Aggregates constitute up to 85% of the Roller Compacted Concrete mixture volume and they play an influential role in the workability, density, strength and durability of the mix. Roller Compacted Concrete differs from conventional concrete in its gradation requirements. The different gradation requirement comes from the need of the Roller Compacted Concrete aggregate skeleton to be consolidated under compaction efforts from the paver and the steel drum and rubber-tire rollers. The fine and coarse aggregate gradation should be selected to ensure workability, compactability, and surface finish.
Selection of proper aggregates and aggregate gradation for Roller Compacted Concrete pavements reduces the potential for segregation and improves the strength and durability of the pavement. Aggregate selection will also affect both the water requirements and the amount of cementitious materials needed.
Aggregates should be well-graded and of high quality. Similar aggregates used in conventional PCC work well in Roller Compacted Concrete as long as they are tested for quality and consistency. Practices for selecting and blending aggregates may vary depending on local practices, construction specifications, severity of exposure, and availability of different sizes, as well as the convenience of the concrete producer and contractor and the economic environment. Crushed or uncrushed aggregates or blends may be used in Roller Compacted Concrete mixtures, depending primarily on availability.

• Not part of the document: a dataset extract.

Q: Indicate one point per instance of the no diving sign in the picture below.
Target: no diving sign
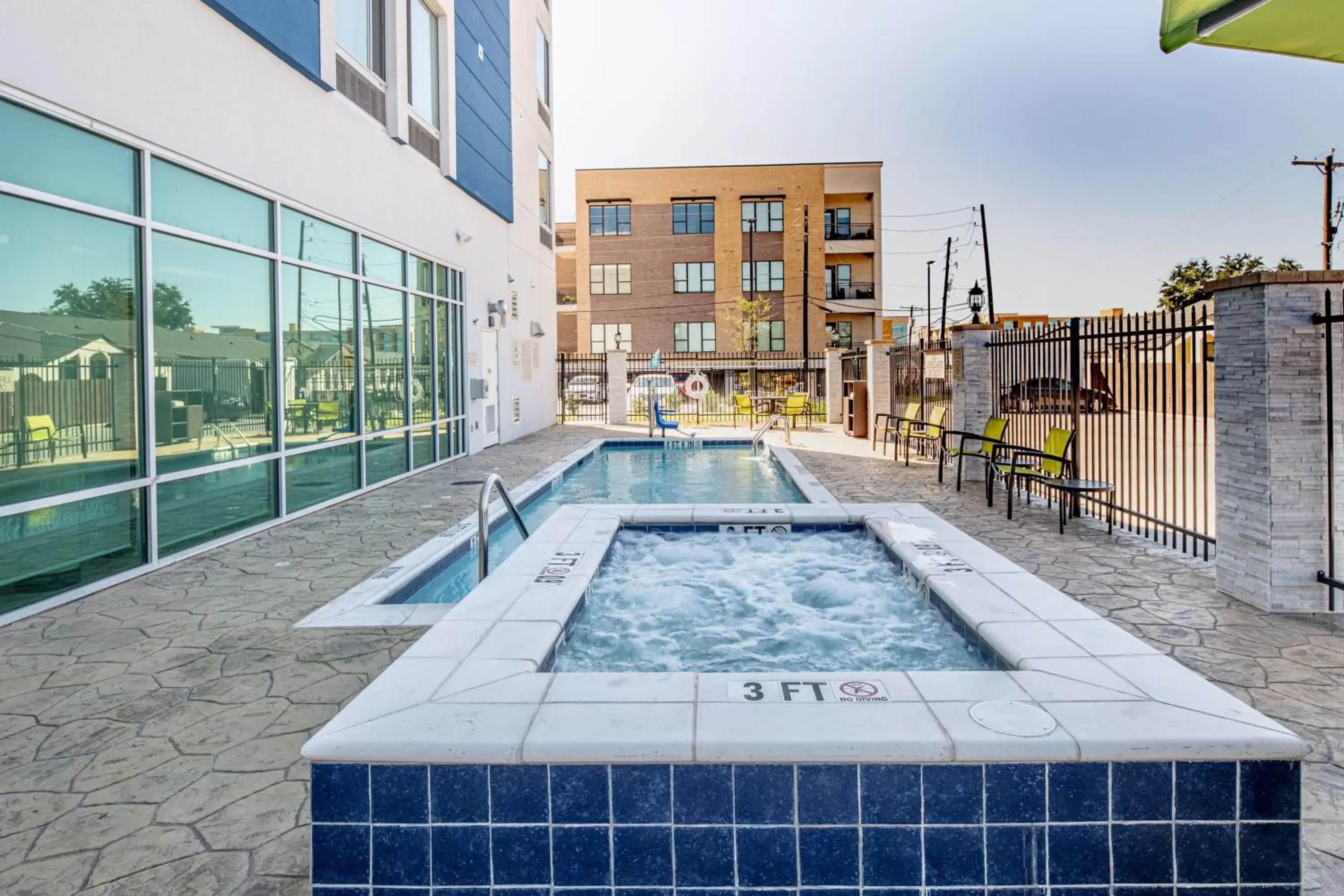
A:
(799, 692)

A dense, well-graded aggregate blend is most desirable. Although aggregate suppliers may supply one product meeting the proper aggregate gradation, in most cases, fine and coarse products are blended to produce the desired combined gradation.
Graph courtesy of Portland Cement Association
This graph shows a suggested combined aggregate band, as well as gradation bands for fine and coarse aggregate. Products falling within the fine and coarse bands may be blended at appropriate proportions to produce the desired combined gradation.
Coarse aggregates meeting ASTM C33/AASHTO M6/M80 standards are recommended for Roller Compacted Concrete mixtures. Coarse aggregates are often limited to a Nominal Maximum Size of Aggregate (NMSA) of ¾ inch to prevent segregation and achieve a tight surface. Typical NMSA varies from 5/8 inch to ¾ inch.
NMSAs larger than ¾ inch (up to 1 ½”) can be used and, if properly proportioned (with adequate fines), can render a good quality finish. Larger NMSAs are typically used for non-wearing course or secondary applications where surface appearance is not of high importance. NMSAs smaller than ¾ inch (as small as ½ inch) can be used to reduce segregation, enhance cohesiveness, provide a closed surface, and improve riding quality. However, smaller NMSAs may increase the cement consumption.
Like coarse aggregates, fine aggregates should also meet ASTM C33/AASHTO M6/M80. The use of fines passing the No. 200 sieve, if they are non-plastic, may help reduce the fine aggregate voids in Roller Compacted Concrete mixtures.
The Roller Compacted Concrete aggregate skeleton, which is consolidated under compaction efforts, is significantly affected by the fine aggregates. A higher amount of fine aggregates allows for the reduction of cement and corresponding paste, which, when balanced by the proper gradation with coarse aggregate, provides for a compactable and durable mixture.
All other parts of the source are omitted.